Cloud OS, bringing back the blue screen of death
10:57:00 PMI crashed Mozilla Firefox. It would seem that over-enthusiasm with all the plug-ins made the thing inoperable. That is, it just wouldn't load the Web pages any more, and if it did, browsing was deathly slow.
As browsers become branded as operating systems rich with apps and plug-ins - and open sourced, for that matter - one might wonder if we're just going to repeat the past and have the same clunky issues that made Vista an unusable experience.
The Cloud OS of the future, with all the sexiness that comes with knowing that it doesn't matter what computer you jump, you'll get the same hay ride on your main machine ... they'll sooner rather than later run pray to the same forces which spawned the "blue screen of death."

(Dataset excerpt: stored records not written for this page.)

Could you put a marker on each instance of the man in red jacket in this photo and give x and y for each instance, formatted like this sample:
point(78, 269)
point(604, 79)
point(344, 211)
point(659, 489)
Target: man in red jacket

I'm running Chrome now with its promise of "fast" browsing. I have elected not to load it with too many additional bells and whistles.
I had once thought, "A browser's a browser. What does it matter which one I use," but I'm not convinced of that anymore.
As most of what I do during screen-time is through a Web browser with only graphics and video editing happening on the local drive, I wonder, if this next wave of computing - cloud-based - is going to avoid the mistakes of the past.
Likely, it'll be much like it was before with the tide-and-true computing ethics of back-up, save frequently, and practice safe computing by making sure you trust what you download, view, plug-in or click. These will be the enduring maxims of a digital world.